Kalyan,
In Tuesday’s intraday trade on the National Stock Exchange (NSE), shares of Kalyan Jewelers India (KJIL) dropped 11% to Rs 105.60 after over 3% of the company’s equity changed hands through block deals.
09:28 am; At Rs 108.65, KJIL was down 8.4%. On the NSE, approximately 33.8 million shares were traded, or 3.3% of the company’s total equity. According to exchange data, approximately 5.8 million shares, or 0.56% of Kalyan Jewelers’ total equity, are held on the BSE. It was not immediately known who the buyers and sellers were.
As per a media report, Warburg Pincus, one of the critical financial backers in KJIL, planned to sell 2.5 percent stake in the organization through a block bargain today. The shares were sold by Hydel Investments, whose subsidiary Warburg Pincus has invested in the jewelry company, as reported in CNBC TV-18.
According to shareholding pattern data, Highdell Investment Ltd. owned 271.54 million KJIL shares, or 26.36 percent, as of December 31, 2022.
As a result, in the year 2023, KJIL has underperformed the market, falling 16%, while the Nifty 50 has fallen around 7%. On December 29, 2022, the stock reached a record high of Rs 134.20. On March 26, 2021, the company made its public stock market debut. In an initial public offering (IPO), it sold shares for Rs 87 each.
According to the company, Kalyan is one of the top five retail gold jewelry companies in India, holding approximately 6% of the organized market share. Across 21 Indian states and union territories, KJIL has 138 showrooms. Additionally, the company operates 31 showrooms in four Middle Eastern nations.
In the meantime, India Ratings and Research (Ind-Ra) updated KJIL’s outlook on March 20, 2023, elevating it from stable to positive, maintaining its “Ind A” long-term issuer rating.

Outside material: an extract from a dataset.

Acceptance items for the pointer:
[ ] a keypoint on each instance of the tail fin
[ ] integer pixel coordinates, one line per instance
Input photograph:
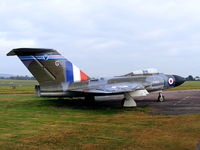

The rating agency stated in its justification that “a significant improvement in operating performance coupled with improvement in liquidity position, with consolidated net leverage falling below 2.5x on an ongoing basis may warrant positive rating action.”
It added that the outlook has been downgraded because of any deterioration in KJIL’s operating performance or any unannounced debt-financed capital expenditure that would have a negative impact on the company’s liquidity position or net leverage. Can be changed back. Stable.